Hoja de calendario

La reconstrucción del Estado

Antonio Papell

Antonio Papell

El asesinato de dos guardias civiles por narcotraficantes que embistieron la Zodiac del instituto armado con una lancha de gran potencia el pasado día 9 en Barbate ha plasmado con macabro realismo una deficiencia que pocos querrían reconocer: el Estado no está suficientemente dotado cuando tiene que defenderse de sus enemigos. La mirada de muchos se ha vuelto hacia el ministro del Interior en demanda de explicaciones, pero Marlaska ha desempeñado un papel muy secundario en el drama: era y es todavía un actor relevante que gestiona unos recursos limitados cuya dimensión ha sido fijada en última instancia por la opinión pública, por la soberanía nacional. Nuestro Estado es en principio lo que es porque así lo dibujaron los constituyentes, lo votaron los españoles y no perfilaron los sucesivos equipos de poder que han estado a su frente desde los años 70 del pasado siglo. Pero en cuanto a su tamaño, tenemos de reconocer que nos hemos quedado cortos, que ese estado de que nos hemos dotado no tiene potencia suficiente para consolidar nuestros derechos, para defender nuestros intereses, para luchar contra sus enemigos y para garantizar un equilibrio social satisfactorio.
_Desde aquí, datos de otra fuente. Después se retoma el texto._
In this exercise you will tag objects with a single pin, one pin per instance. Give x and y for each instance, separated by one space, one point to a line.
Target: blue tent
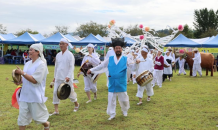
129 41
4 37
182 41
101 38
38 36
26 38
71 38
54 39
211 43
90 39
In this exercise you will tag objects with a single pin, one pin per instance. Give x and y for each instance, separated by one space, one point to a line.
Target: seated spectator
20 53
13 53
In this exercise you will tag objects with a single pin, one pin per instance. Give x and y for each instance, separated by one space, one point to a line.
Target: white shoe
89 101
76 108
110 118
140 103
148 99
125 114
54 113
95 97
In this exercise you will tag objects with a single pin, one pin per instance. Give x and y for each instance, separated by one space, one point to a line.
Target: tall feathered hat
118 42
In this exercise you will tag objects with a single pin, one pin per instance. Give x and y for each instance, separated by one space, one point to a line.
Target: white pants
182 70
128 74
25 60
148 88
196 68
29 111
157 77
72 97
89 85
123 99
107 73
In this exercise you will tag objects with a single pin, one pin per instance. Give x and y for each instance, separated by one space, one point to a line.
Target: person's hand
18 71
137 61
67 79
89 72
18 83
90 55
78 75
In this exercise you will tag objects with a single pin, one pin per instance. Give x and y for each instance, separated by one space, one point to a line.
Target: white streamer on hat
66 41
39 47
145 49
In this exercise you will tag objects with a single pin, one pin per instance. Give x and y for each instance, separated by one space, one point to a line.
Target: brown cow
207 61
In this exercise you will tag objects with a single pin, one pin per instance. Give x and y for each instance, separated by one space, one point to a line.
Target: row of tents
28 38
182 41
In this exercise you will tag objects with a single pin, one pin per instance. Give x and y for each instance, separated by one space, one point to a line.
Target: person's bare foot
47 127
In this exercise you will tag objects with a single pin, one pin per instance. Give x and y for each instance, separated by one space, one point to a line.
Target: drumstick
135 62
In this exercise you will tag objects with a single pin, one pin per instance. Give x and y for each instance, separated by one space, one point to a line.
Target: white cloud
43 15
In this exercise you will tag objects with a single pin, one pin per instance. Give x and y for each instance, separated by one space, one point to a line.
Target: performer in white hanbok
181 65
158 70
32 97
94 60
25 57
64 72
168 70
142 64
117 67
109 53
151 54
196 64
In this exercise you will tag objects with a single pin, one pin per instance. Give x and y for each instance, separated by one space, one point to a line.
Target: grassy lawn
183 103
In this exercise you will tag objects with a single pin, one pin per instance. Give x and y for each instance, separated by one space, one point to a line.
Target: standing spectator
25 57
54 56
13 53
20 53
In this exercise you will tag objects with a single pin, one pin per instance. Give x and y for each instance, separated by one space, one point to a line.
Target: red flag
74 85
15 97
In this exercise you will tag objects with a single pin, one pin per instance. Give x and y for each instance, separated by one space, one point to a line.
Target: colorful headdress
118 42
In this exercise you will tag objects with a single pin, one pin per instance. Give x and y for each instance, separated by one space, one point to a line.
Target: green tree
3 30
187 31
204 20
91 27
21 32
209 33
62 29
133 30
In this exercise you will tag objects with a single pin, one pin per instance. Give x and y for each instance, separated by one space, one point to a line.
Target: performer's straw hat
195 49
16 77
169 49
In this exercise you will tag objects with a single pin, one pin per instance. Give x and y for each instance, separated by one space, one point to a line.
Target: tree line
205 25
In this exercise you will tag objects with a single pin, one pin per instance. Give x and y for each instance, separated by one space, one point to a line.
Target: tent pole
2 50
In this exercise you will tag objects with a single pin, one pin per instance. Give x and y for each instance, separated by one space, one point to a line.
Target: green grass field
183 103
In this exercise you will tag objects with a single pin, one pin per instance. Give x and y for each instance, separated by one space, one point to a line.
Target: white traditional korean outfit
109 53
145 64
32 96
181 65
168 70
197 65
89 85
122 96
64 67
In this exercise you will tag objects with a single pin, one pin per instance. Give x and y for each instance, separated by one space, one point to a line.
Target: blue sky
43 15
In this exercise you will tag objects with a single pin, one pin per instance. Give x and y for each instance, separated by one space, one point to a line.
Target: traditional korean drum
63 91
144 78
16 77
85 67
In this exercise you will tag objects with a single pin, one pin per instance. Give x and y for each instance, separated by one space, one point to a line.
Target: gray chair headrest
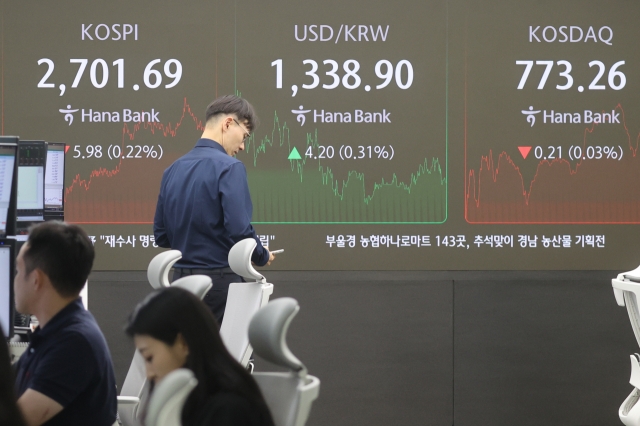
169 396
158 270
268 332
196 284
240 260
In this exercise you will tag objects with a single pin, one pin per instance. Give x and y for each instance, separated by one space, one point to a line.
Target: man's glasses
246 133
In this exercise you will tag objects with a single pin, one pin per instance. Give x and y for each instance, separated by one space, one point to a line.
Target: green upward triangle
294 155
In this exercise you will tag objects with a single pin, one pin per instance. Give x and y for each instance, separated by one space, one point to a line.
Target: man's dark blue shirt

Como ha escrito con certera pluma Antonio Muñoz Molina, «el Estado, estos días, en España, son unos guardias civiles asesinados en una especie de chalupa lamentable, embestidos por una narcolancha mucho más poderosa, sometidos a la burla de los delincuentes y de la chusma que los jalea como héroes. El Estado es que, una semana después, las cinco embarcaciones del Servicio Marítimo de la Guardia Civil sigan averiadas e inservibles, sin esperanza de arreglo inmediato. Un guardia que prefiere callar su nombre afirma: ‘Tenemos tres mecánicos para el mantenimiento, pero las grandes reparaciones las hace una empresa de la calle y necesitan un presupuesto aprobado por Madrid. La burocracia es muy lenta’. Es la voz inmemorial, el fatalismo quejumbroso de la Administración española, la triste impotencia del Estado».

También estos días pasados ha salido de nuevo a la luz otro horrendo suceso que viene de más lejos y que todavía nos agobia y atormenta: en los primeros meses de 2020, cuando nos atacó el virus de la Covid-19, más de 7.000 ancianos fallecieron en las residencias madrileñas sin haber sido trasladados a los hospitales de la región porque así lo decidió la autoridad sanitaria tras comprobar que las instalaciones sanitarias estaban colapsadas. Hay quien piensa que aquella prohibición fue una intolerable condena a muerte de los mayores en beneficio de los más jóvenes, pero aunque el hecho es innegable, resulta también evidente que tiene distintas aristas, y una de ellas, la principal, es que nuestro sistema asistencial público no era lo bastante sólido para recibir sin quebrarse aquella presión exorbitante de una gran pandemia que nadie había podido prever.

El arco parlamentario que ha gobernado los países occidentales tras la Segunda Guerra Mundial ha oscilado entre las opciones que proponían un Estado potente, capaz de garantizar a los ciudadanos la seguridad y el disfrute de los derechos esenciales, y las que, por el contrario, preferían un Estado mínimo con el argumento de que la mano invisible de Adam Smith ya se ocuparía de asignar cabalmente los recursos disponibles. La socialdemocracia de posguerra trató de encontrar el punto medio en ese pleito y en el congreso de Bad Godesberg de 1959, los socialdemócratas alemanes lanzaron la proclama mágica que todavía abraza el socialismo contemporáneo: «mercado, hasta donde sea posible; Estado, hasta donde sea necesario».

Ante sucesos como los descritos más arriba, la ciudadanía debería reflexionar a fondo para decidir qué modelo desea construir. Nuestro sistema sanitario público está cargado de imperfecciones, que salieron plenamente de la luz al desencadenarse la pandemia. Nuestro débil sistema educativo público está sin duda en el origen de la baja empleabilidad de nuestra fuerza laboral, que padece un desempleo crónico superior a los promedios europeos. Y así podríamos seguir anotando carencias y suficiencias. De hecho, este es el debate político que deberíamos exigir los ciudadanos a unos partidos que, en buena medida, se niegan a entrar a fondo en estas cuestiones vitales de las que depende la construcción, o la reconstrucción, del Estado.